A promising PET tracer for imaging of α₇ nicotinic acetylcholine receptors in the brain: Design, synthesis, and in vivo evaluation of a dibenzothiophene-based radioligand

Changes in the expression of α₇ nicotinic acetylcholine receptors (α₇ nAChRs) in the human brain are widely assumed to be associated with neurological and neurooncologial processes. Investigation of these receptors in vivo depends on the availability of imaging agents such as radioactively labelled ligands applicable in positron emission tomography (PET).

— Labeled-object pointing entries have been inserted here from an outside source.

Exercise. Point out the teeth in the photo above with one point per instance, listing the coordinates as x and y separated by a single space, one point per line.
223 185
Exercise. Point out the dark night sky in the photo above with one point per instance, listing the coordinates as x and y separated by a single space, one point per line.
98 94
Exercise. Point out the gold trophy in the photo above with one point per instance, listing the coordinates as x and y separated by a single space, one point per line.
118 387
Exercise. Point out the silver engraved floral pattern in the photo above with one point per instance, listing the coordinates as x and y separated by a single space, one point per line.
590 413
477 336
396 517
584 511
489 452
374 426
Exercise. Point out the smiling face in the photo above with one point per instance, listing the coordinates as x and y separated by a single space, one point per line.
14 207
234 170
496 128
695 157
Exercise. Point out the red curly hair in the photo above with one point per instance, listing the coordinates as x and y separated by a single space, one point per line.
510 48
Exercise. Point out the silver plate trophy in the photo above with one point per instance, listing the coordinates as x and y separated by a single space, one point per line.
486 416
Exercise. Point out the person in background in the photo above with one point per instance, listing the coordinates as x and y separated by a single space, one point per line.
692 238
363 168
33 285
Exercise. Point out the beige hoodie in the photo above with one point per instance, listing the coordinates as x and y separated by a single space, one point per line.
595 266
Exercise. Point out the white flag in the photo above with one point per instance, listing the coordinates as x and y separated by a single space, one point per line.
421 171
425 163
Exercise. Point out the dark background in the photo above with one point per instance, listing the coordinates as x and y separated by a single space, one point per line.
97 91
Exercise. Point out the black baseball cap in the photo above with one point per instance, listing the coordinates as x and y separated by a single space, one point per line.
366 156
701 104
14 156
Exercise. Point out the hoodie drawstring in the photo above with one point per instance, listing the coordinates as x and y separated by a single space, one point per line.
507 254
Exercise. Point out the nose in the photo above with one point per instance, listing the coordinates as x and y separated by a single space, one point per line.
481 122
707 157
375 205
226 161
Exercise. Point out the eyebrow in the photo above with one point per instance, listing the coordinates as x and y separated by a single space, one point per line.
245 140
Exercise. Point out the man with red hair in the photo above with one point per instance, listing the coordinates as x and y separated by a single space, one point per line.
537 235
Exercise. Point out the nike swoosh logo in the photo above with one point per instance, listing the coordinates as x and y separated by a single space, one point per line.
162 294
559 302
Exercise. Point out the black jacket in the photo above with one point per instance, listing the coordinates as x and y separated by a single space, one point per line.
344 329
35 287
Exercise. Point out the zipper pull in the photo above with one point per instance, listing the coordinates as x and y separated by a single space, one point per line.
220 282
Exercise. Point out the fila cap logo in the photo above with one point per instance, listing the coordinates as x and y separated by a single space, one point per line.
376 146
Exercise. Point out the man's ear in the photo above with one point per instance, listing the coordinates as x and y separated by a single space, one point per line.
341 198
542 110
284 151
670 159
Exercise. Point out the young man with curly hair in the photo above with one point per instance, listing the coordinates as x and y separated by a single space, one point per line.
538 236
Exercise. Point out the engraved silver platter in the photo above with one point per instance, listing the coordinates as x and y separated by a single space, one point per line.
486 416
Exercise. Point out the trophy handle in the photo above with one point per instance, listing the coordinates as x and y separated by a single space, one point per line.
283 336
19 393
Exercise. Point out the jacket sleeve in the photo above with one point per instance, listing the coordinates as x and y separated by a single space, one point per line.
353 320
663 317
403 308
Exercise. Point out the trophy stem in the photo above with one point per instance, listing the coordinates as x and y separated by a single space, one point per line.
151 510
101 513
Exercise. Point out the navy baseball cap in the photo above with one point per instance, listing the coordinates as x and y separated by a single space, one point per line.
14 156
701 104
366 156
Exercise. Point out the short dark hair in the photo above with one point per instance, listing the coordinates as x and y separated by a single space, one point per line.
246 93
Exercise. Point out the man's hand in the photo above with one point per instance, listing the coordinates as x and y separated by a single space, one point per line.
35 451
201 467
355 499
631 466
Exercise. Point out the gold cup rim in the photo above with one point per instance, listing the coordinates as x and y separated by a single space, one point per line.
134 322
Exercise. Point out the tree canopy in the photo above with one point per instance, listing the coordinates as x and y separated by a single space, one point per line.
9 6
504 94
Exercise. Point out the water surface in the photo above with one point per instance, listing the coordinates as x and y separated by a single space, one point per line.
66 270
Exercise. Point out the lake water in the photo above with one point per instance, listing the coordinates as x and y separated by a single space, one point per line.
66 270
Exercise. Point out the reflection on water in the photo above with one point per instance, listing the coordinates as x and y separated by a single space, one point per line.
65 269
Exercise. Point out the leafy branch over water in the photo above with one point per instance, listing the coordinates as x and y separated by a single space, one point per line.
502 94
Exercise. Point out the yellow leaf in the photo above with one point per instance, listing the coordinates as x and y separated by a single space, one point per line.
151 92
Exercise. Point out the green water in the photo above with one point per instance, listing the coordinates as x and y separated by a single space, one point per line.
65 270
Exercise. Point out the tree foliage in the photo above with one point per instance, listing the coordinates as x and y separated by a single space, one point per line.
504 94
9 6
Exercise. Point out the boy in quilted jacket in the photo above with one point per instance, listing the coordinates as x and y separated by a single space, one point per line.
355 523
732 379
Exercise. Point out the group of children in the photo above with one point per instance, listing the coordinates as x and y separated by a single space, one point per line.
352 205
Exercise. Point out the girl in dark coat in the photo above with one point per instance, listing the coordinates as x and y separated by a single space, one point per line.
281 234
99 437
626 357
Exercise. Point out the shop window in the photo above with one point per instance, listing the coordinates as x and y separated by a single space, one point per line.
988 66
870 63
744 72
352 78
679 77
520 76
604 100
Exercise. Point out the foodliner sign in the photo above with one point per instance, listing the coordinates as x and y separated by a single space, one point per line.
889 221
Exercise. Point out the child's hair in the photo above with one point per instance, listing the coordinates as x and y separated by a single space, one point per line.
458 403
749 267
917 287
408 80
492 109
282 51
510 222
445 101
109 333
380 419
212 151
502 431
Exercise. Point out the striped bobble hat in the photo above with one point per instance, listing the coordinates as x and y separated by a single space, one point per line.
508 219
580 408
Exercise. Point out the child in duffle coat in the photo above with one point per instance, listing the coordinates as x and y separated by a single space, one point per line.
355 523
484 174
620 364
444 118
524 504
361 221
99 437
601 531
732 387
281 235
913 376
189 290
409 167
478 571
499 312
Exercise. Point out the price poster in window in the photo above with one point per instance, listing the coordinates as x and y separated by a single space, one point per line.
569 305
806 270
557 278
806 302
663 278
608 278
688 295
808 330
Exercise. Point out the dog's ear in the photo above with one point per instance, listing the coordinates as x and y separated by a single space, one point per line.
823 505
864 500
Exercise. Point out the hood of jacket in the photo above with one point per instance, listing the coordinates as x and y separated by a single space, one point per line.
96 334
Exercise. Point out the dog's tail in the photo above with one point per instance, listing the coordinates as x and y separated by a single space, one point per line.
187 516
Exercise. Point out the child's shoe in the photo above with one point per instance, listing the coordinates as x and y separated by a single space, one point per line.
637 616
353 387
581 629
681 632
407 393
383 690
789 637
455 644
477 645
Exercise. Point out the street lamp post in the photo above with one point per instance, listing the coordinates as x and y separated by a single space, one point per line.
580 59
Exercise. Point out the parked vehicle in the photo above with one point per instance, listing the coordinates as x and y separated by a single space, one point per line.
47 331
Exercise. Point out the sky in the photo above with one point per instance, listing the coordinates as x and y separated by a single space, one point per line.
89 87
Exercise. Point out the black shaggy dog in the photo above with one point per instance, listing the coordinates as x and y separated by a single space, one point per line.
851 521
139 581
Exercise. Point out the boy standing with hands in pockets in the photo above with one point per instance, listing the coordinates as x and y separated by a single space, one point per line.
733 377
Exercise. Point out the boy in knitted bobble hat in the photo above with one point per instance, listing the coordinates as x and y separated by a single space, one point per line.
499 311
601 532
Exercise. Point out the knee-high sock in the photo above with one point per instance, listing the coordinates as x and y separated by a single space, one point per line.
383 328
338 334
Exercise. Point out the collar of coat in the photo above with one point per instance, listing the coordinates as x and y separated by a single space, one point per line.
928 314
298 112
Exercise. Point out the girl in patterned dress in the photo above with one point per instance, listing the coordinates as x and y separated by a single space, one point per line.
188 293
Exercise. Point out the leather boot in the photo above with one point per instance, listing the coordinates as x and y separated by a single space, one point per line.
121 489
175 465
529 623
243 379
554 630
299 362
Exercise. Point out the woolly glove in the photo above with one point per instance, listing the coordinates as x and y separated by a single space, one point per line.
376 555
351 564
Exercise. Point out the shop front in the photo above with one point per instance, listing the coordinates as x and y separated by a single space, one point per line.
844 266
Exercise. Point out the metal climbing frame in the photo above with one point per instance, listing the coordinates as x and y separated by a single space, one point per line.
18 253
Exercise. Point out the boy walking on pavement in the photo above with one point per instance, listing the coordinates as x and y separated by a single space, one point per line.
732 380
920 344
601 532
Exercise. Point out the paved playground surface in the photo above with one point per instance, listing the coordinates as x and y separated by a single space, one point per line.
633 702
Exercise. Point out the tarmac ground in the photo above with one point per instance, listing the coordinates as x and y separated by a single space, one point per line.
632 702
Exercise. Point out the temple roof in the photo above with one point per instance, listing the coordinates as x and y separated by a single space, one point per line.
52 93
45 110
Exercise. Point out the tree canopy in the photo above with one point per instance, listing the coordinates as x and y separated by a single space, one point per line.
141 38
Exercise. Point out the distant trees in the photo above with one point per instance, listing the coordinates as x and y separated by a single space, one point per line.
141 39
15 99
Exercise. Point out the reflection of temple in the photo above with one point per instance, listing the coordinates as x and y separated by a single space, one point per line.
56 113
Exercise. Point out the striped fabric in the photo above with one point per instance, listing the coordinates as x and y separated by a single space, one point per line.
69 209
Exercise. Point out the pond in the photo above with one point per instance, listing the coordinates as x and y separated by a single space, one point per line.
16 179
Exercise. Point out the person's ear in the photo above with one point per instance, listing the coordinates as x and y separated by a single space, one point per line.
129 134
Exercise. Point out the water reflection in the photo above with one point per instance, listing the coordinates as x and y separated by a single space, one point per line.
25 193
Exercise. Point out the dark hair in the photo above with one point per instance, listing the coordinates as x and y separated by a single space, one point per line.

We report on a series of new ligands for α₇ nAChRs designed by combination of dibenzothiophene-dioxide as novel hydrogen bond acceptor functionality with diazabicyclononane as an established cationic center. To assess the structure-activity relationship (SAR) of this new basic structure, we further modified the cationic center systematically by introduction of three different piperazine-based scaffolds. Based on in vitro binding affinity and selectivity, assessed by radioligand displacement studies at different nAChR subtypes, we selected compound 10a (7-(1,4-diazabicyclo[3.2.2]nonan-4-yl)-2-fluorodibenzo[b,d]thiophene 5,5-dioxide) for radiolabeling and further evaluation in vivo. Radiosynthesis of [¹⁸F]10a was optimized manually and then transferred to an automated module. Dynamic PET imaging studies with [¹⁸F]10a in piglets and a monkey demonstrated robust uptake of radioactivity in the brain, followed by washout and target-region specific accumulation by the radioligand under baseline conditions. Kinetic analysis of [¹⁸F]10a in pig was performed using a two-tissue compartment model with arterial-derived input function and non-displaceable binding potential (BPND) values were estimated in various brain regions. Our initial evaluation revealed that the dibenzothiophene-based PET radioligand [¹⁸F]10a has high potential to provide clinically relevant information about the expression and availability of α₇ nAChR in the brain.